Durante le 12-24 ore precedenti il parto, in risposta all'aumento dei livelli di ossitocina e prolattina, le scrofe manifestano un comportamento noto come "nidificazione". Questo può includere la ricerca di un luogo appartato, la preparazione di un giaciglio o posture insolite.
333 - I segni del parto: Fisiologia e comportamento della scrofa
Gestione dei Suinetti Nati Morti e Problemi di Parto
I nati morti rappresentano una delle maggiori preoccupazioni durante il parto suino, e interventi tempestivi possono migliorare significativamente le percentuali di sopravvivenza. I nati morti tendono ad essere più frequenti nell'ultimo terzo della figliata e in gravidanze che si discostano dalla norma, sia eccessivamente brevi (<113 giorni) che eccessivamente lunghe (>117 giorni).
Un indicatore di potenziale difficoltà durante il parto è quando l'intervallo tra la nascita di un suinetto e il successivo supera i 20 minuti, soprattutto se la scrofa mostra segni di sforzo prolungato. I suinetti possono morire per mancanza di ossigeno, sia a causa della rottura del cordone ombelicale che di un flusso sanguigno limitato durante un periodo di contrazioni prolungato. Oltre il 50% dei suinetti nati morti presenta il cordone ombelicale rotto, suggerendo asfissia avvenuta prima o durante il passaggio nel canale del parto. Nel caso dei suinetti nati per ultimi nella figliata, la distanza, il tempo e lo stiramento del cordone ombelicale potrebbero contribuire a questa rottura.

Casi Particolari e Gestione post-Nascita
In situazioni eccezionali, come nel caso di una scrofetta al primo parto che prolunga la gestazione oltre i 115 giorni, è importante monitorare attentamente i segnali. Sintomi come vagina gonfia, mammelle turgide e movimento fetale visibile sono normali, ma l'assenza di altri segnali di parto (come secrezioni vaginali o fuoriuscita di latte) può indicare un ritardo. In questi casi, è consigliabile attendere e osservare, poiché una gestazione leggermente più lunga per una primipara non è necessariamente patologica. La durata effettiva della gestazione delle scrofe è aumentata ed è variabile a seconda di vari fattori, e gli allevamenti devono conoscere la durata effettiva della gestazione nelle loro particolari circostanze per gestire correttamente i flussi e pianificare gli spostamenti.
Una volta nati, i suinetti necessitano di cure immediate. Nei 5-15 minuti dopo la nascita, il movimento del suinetto rompe il cordone ombelicale, permettendogli di iniziare la ricerca delle ghiandole mammarie, che solitamente avviene entro circa 20 minuti.

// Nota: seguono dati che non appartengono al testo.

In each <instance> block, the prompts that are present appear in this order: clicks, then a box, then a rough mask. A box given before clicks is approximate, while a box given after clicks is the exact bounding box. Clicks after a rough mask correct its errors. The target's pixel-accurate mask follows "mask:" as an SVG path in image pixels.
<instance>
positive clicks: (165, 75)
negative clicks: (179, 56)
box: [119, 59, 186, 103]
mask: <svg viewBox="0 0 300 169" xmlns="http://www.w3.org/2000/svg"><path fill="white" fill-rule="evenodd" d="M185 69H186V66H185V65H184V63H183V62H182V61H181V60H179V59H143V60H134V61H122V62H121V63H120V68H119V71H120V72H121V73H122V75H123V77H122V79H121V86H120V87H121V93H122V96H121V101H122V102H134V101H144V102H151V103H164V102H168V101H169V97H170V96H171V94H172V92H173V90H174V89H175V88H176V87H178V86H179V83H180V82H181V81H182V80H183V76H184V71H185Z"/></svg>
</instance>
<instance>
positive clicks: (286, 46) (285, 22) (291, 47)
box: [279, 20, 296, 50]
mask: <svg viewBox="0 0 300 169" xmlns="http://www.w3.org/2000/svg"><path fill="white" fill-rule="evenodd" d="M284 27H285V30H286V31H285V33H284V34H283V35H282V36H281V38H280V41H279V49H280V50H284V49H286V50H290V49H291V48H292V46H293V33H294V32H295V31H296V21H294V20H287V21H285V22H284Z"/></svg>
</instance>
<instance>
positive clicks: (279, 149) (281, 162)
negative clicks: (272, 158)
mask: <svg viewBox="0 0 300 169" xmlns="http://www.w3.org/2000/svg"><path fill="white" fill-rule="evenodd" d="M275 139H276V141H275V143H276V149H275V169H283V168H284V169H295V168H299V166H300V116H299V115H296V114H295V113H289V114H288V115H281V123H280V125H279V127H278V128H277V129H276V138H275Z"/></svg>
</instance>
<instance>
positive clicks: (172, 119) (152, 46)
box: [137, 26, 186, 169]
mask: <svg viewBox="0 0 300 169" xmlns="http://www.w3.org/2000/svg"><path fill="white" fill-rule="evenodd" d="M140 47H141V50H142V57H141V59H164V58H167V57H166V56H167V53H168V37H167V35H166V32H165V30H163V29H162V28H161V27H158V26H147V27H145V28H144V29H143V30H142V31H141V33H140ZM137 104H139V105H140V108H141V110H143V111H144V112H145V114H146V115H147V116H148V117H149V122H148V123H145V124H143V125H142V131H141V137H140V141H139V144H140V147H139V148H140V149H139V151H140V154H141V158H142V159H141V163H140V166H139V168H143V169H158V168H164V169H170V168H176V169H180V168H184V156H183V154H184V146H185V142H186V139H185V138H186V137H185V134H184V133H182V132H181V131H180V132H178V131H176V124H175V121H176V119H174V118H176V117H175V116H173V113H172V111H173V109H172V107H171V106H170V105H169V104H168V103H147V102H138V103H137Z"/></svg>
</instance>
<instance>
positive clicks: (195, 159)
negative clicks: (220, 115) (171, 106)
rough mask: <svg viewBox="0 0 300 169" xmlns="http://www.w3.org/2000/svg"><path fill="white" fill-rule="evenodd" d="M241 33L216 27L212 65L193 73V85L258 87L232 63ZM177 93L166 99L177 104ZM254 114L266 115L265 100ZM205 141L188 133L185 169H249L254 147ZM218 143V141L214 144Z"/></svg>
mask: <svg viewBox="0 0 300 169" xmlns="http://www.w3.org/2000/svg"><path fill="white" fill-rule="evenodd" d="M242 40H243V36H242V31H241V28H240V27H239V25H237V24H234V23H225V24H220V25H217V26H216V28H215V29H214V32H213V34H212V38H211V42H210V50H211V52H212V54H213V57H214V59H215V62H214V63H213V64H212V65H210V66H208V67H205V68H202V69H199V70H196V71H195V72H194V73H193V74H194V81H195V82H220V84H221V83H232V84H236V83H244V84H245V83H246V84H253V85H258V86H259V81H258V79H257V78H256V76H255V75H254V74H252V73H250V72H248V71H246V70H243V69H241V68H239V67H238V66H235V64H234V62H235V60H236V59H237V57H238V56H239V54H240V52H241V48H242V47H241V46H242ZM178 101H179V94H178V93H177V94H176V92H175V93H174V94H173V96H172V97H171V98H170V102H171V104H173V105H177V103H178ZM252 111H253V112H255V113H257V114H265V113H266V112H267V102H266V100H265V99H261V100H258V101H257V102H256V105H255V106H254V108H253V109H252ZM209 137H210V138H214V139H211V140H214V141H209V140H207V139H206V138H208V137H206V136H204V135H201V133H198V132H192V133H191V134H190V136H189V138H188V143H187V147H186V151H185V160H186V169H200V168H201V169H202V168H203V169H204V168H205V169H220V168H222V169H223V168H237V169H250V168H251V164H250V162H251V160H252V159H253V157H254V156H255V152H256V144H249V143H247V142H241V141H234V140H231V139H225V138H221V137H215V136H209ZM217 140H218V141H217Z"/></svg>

La capacità del suinetto di localizzare rapidamente la madre e iniziare la suzione è vitale per l'assunzione del colostro, fondamentale per l'apporto di immunità e nutrienti.

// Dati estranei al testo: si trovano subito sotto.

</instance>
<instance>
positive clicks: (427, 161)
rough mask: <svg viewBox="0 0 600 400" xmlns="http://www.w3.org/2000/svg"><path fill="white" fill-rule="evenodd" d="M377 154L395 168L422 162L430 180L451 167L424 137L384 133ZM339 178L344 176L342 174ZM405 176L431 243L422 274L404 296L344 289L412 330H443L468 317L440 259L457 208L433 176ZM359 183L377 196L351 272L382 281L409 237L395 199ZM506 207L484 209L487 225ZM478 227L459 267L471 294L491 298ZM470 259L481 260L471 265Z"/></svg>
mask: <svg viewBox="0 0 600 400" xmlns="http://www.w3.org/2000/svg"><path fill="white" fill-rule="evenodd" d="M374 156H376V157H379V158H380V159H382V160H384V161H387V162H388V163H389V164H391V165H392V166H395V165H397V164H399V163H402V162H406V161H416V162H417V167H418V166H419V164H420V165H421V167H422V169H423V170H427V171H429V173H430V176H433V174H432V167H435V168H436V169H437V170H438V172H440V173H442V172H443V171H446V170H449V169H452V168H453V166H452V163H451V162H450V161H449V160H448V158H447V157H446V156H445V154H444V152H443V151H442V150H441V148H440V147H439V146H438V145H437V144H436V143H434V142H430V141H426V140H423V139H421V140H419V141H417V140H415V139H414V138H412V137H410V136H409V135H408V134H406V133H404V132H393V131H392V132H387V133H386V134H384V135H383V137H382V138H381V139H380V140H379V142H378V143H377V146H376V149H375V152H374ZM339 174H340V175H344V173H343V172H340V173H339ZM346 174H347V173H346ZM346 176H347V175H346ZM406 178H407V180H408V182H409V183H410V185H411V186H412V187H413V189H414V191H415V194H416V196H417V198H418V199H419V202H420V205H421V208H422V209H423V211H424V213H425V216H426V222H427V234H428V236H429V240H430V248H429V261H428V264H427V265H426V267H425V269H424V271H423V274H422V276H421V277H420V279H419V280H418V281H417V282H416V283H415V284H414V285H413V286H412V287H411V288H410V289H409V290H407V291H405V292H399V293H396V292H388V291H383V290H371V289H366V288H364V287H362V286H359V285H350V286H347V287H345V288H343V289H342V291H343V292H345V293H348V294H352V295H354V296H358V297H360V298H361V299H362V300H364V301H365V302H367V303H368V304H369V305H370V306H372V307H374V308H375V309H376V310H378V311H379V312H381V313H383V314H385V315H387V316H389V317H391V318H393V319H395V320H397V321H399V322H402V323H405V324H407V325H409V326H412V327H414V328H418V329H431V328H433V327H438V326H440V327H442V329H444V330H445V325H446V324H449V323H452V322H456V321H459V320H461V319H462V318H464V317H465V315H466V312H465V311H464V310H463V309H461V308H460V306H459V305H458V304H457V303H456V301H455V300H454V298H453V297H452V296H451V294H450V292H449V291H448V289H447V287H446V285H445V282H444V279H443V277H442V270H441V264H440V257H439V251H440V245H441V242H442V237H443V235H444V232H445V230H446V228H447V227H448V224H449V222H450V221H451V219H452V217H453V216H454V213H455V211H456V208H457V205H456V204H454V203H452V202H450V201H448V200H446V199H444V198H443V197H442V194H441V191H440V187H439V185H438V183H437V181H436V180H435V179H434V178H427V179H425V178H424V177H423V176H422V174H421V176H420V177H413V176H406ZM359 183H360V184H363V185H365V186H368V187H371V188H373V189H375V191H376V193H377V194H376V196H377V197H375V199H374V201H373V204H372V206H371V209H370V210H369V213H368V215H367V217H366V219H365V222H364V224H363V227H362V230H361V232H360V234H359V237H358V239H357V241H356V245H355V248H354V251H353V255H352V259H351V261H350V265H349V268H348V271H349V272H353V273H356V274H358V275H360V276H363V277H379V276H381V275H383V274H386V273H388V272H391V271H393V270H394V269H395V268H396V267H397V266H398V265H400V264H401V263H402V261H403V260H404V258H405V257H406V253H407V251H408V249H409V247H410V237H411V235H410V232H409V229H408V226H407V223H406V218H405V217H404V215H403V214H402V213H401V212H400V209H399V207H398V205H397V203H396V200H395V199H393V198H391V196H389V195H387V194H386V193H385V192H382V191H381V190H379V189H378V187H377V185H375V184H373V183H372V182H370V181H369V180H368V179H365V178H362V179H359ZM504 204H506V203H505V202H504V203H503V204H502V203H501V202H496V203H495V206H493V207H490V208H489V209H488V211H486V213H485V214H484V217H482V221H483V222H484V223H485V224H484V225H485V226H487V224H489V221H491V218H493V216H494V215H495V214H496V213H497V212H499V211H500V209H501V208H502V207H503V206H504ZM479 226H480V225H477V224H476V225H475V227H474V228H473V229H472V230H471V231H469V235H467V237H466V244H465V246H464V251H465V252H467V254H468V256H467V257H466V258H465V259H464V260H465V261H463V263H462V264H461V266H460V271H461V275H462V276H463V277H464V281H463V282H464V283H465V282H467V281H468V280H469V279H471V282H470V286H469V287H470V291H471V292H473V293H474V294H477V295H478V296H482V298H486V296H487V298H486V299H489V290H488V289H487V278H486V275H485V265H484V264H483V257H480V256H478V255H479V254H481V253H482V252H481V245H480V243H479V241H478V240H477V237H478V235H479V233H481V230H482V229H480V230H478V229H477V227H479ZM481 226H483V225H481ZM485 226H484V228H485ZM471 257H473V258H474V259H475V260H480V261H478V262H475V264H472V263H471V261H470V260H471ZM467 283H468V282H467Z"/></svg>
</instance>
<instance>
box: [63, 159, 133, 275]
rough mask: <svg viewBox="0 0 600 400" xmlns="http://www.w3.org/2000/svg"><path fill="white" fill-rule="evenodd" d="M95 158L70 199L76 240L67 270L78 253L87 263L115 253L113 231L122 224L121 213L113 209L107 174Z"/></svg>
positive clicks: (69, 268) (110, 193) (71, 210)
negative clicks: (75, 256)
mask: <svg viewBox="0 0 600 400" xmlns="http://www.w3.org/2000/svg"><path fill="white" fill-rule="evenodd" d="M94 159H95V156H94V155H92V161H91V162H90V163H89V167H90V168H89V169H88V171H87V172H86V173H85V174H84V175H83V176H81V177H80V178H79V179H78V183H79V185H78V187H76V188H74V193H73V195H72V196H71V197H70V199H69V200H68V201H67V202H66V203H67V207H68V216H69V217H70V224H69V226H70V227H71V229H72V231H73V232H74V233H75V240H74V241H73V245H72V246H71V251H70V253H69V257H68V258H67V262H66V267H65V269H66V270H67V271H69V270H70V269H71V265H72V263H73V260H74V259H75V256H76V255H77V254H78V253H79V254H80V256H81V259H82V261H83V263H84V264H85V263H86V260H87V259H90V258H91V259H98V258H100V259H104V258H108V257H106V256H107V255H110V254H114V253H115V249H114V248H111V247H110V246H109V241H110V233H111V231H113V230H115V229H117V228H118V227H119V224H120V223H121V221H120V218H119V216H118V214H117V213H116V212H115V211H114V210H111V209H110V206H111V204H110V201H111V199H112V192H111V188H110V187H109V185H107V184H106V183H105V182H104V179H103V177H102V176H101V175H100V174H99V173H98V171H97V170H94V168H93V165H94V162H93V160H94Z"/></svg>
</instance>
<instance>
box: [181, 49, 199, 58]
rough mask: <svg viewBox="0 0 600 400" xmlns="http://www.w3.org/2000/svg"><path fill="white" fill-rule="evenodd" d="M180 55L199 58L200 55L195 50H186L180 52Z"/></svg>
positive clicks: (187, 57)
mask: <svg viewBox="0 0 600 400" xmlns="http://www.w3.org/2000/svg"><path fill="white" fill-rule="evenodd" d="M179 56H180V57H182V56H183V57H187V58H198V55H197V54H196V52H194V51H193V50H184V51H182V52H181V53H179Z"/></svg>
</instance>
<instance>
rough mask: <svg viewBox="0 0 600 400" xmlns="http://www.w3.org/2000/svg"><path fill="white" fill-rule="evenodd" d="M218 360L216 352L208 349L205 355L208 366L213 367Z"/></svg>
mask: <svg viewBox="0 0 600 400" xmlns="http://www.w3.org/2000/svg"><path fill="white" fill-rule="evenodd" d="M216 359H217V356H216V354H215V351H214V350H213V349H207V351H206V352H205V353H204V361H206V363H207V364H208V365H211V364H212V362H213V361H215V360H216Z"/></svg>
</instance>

In caso di suinetti ipotermici o deboli, il riportarli immediatamente dalla madre, se le condizioni lo permettono, è la prima azione da intraprendere. Trattamenti come l'immersione in acqua calda (circa 38°C, facendo attenzione a non far entrare acqua nei polmoni) possono aiutare a ripristinare la temperatura corporea e indurre una sensazione di benessere simile a quella uterina. La creazione di nidi riscaldati con lampade a infrarossi è una pratica comune per garantire che i suinetti più deboli mantengano la temperatura corporea adeguata fino a quando non acquisiscono sufficiente forza per autoregolarsi.

Conclusione
La gestazione suina è un processo complesso e dinamico, la cui durata effettiva si discosta spesso dal tradizionale 3tre3. L'aumento della durata media delle gravidanze, la variabilità individuale, l'impatto delle pratiche gestionali come l'induzione dei parti e la sofisticata regolazione ormonale sono tutti elementi che richiedono un'attenta considerazione da parte degli allevatori. La comprensione approfondita di questi aspetti è la chiave per una gestione efficace, per massimizzare la sopravvivenza dei suinetti e garantire la redditività degli allevamenti suini.